Comme toute légende rock, PETER GABRIEL s'arc-boute finalement sur son propre répertoire. Après avoir remodelé quelques unes de ses chansons favorites sur des arrangements orchestraux somptueux mais parfois un poil plan-plan, le revoici en compagnie de ses propres compositions, une nouvelle fois arrangées autour d'un orchestre de 48 musiciens.
« Je pense que la musique, ou quelque création que ce soit, se doit d'évoluer et plus encore dans le monde digital où il suffit d'appuyer sur le bouton lecture pour que tout se mette à sonner de la même façon. Je ne pense pas que ce soit quelque chose de très intéressant pour le public. Par contre, il me semble plus intéressant que les choses bougent, changent, quitte à aller dans le mauvais sens. »
A 61 ans, Peter Gabriel peut se targuer d'aller enfin se brûler sur les feux de la rampe orchestrale, réussissant son pari bien au-delà de ce qu'avait pu tenter nombre de chanteurs ou bands calcinés entre deux eaux (Metallica, etc.) Il faut dire que New Blood documente l'ambivalence de Gabriel. Si le projet peut sembler combler un vide créatif préoccupant, son dernier album studio datant de 2003, il n'en est rien. En témoigne le bassiste Tony Levin qui a déjà évoqué l'existence d'un puisard de plus d'une centaine de titres déjà écrits ou enregistrées. Le perfectionnisme maniaque de Gabriel fait le reste. En attendant du neuf, l'ex chanteur de Genesis peut donc aller piocher dans son répertoire d'une incroyable richesse et scruter la modernité de ses chansons à la lumière de ces nouvelles orchestrations symphoniques.

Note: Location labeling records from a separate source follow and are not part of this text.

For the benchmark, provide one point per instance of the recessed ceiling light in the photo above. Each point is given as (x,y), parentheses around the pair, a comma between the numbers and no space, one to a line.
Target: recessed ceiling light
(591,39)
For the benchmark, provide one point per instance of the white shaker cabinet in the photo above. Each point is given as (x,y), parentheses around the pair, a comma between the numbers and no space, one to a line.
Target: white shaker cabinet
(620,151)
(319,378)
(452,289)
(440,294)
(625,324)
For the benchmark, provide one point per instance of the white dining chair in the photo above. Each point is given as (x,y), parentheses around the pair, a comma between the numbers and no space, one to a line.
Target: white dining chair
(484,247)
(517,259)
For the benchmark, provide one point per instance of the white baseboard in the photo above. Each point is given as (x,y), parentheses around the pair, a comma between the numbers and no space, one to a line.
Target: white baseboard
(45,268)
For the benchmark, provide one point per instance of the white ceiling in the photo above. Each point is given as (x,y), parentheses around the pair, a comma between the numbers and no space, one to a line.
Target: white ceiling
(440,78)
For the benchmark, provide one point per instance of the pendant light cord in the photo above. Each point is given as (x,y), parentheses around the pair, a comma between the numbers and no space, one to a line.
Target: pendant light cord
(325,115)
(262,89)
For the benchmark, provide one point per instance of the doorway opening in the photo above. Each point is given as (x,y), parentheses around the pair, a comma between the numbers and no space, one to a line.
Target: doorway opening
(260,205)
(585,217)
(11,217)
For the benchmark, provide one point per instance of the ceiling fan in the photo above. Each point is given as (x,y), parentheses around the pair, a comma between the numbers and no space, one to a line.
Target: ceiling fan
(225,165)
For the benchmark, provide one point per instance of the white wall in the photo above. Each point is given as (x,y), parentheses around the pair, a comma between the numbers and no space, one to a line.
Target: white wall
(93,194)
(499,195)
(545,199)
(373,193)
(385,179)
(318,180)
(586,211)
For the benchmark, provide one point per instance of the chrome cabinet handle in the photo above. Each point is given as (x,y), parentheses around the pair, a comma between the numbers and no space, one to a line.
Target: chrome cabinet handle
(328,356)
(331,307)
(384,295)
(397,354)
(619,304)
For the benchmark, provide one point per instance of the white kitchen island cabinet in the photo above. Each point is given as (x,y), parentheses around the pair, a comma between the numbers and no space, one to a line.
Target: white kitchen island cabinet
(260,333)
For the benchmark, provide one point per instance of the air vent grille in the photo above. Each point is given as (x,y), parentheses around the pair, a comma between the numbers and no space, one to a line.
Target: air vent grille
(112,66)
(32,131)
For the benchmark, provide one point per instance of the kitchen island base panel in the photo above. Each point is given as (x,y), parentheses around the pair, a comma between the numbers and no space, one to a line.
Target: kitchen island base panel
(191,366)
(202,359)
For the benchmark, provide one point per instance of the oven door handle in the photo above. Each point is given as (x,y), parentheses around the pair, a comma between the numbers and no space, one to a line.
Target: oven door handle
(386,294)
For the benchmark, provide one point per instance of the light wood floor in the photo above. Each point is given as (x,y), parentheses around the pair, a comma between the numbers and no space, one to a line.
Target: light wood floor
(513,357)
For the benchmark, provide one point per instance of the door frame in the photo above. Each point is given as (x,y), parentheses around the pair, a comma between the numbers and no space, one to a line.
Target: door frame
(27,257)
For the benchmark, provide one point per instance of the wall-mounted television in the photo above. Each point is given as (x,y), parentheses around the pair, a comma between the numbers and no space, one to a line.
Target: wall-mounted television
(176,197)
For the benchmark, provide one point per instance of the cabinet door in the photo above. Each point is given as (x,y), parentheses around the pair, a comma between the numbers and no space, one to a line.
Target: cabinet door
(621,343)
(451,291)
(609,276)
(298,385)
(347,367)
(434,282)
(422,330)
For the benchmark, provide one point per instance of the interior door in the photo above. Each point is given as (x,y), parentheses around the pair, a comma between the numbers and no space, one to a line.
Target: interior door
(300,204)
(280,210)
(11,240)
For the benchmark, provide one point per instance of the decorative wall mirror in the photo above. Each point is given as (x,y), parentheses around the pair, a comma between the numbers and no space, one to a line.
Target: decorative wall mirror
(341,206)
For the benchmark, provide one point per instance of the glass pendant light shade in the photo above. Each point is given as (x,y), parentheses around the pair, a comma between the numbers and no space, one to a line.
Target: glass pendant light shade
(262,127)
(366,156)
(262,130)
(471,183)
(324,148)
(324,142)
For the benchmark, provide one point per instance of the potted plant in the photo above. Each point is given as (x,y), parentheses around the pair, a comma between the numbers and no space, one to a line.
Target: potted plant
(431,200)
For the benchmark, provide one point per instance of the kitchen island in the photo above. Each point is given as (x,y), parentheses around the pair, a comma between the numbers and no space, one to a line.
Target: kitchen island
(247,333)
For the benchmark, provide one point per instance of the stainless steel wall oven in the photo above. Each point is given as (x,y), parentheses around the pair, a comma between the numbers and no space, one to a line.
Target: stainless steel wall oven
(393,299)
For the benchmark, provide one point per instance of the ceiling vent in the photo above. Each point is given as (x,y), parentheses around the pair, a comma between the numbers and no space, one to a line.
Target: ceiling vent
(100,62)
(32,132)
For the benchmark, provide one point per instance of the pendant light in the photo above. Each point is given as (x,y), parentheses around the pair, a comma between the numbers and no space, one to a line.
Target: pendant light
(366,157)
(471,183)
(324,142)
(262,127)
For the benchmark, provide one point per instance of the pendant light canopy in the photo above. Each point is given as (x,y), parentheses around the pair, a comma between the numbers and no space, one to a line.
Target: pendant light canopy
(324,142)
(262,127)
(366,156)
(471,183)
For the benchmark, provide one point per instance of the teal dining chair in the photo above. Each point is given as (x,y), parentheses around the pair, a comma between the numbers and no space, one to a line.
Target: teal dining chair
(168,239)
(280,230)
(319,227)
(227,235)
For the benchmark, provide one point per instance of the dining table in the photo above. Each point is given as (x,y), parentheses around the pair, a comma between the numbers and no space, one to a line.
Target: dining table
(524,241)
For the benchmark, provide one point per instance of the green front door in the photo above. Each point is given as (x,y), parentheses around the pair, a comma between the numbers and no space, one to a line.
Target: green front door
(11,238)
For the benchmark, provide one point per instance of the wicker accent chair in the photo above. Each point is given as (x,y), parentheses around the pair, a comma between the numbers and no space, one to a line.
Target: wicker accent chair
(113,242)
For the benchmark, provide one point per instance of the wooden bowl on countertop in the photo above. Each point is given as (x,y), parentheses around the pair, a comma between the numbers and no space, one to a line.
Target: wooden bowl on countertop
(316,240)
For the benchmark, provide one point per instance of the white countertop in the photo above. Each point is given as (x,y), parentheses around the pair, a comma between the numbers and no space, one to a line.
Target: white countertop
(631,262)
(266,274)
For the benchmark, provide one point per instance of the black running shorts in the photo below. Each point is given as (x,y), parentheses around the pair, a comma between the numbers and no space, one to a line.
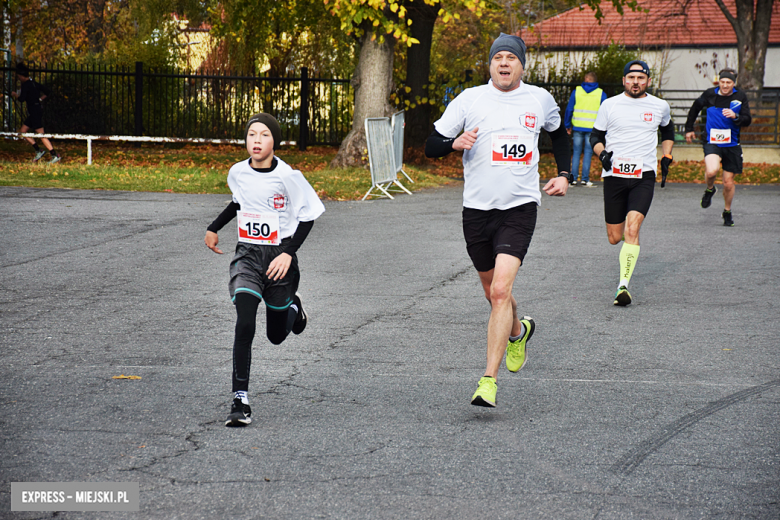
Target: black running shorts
(730,156)
(34,121)
(247,274)
(495,231)
(622,195)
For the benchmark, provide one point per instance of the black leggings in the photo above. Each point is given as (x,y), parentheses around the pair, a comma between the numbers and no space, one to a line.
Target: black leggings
(278,326)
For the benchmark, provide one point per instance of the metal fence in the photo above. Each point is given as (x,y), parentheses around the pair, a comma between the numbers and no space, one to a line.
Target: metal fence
(103,100)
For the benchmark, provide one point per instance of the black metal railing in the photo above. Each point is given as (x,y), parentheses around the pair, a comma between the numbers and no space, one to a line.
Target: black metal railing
(102,100)
(764,129)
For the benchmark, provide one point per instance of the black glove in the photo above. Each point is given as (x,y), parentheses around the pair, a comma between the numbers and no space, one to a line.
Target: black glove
(665,162)
(606,160)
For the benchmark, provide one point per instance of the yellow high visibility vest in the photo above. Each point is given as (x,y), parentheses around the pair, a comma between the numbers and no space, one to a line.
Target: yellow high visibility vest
(586,106)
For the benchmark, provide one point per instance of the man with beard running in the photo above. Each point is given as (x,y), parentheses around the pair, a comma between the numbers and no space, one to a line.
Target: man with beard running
(625,139)
(727,112)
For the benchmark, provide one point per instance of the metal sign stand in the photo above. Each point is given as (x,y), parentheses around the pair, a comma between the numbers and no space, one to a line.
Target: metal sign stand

Des chansons jamais grandiloquentes malgré une production assez prodigieuse, pleine de classe et de subtilité, signée John Metcalfe. La question de savoir si ces versions sont meilleures que les originales, souvent plus abruptes, n'a pas de sens. New Blood ne cherche pas à surpasser le passé, juste à épaissir les choses, à leur donner un nouveau relief, une vision sans vernis artificiels, laissant la voix (et quelle voix !) tenir le premier rôle.
« I Hold the Line... »
Alors oui, comme toujours sur ce genre d'exercice, certains titres se prêtent moins au jeu. On pense notamment à « Don't Give Up », vampirisé d'origine par le duo formé avec la divine Kate Bush et reprise ici de façon surprenante par le phrasé minimaliste de la chanteuse norvégienne Ane Brun. Mais l'émotion touche parfois au sublime. « The Rythme of the Heat », « Mercy Street », « Red Rain », « San Jacinto » et « The Nest That Sailed The Sky » concrétisent le voyage sur des hauteurs vertigineuses.
Impossible de se tromper : New Blood est une véritable invitation couvrant 30 années de carrière sans complaisance pour les faces les plus meanstream de l'œuvre. Au-delà du chanteur, on redécouvre avant tout les fulgurances du compositeur. Cette face prend toute sa dimension sur le second CD uniquement instrumentale. Ultime plaisir coupable.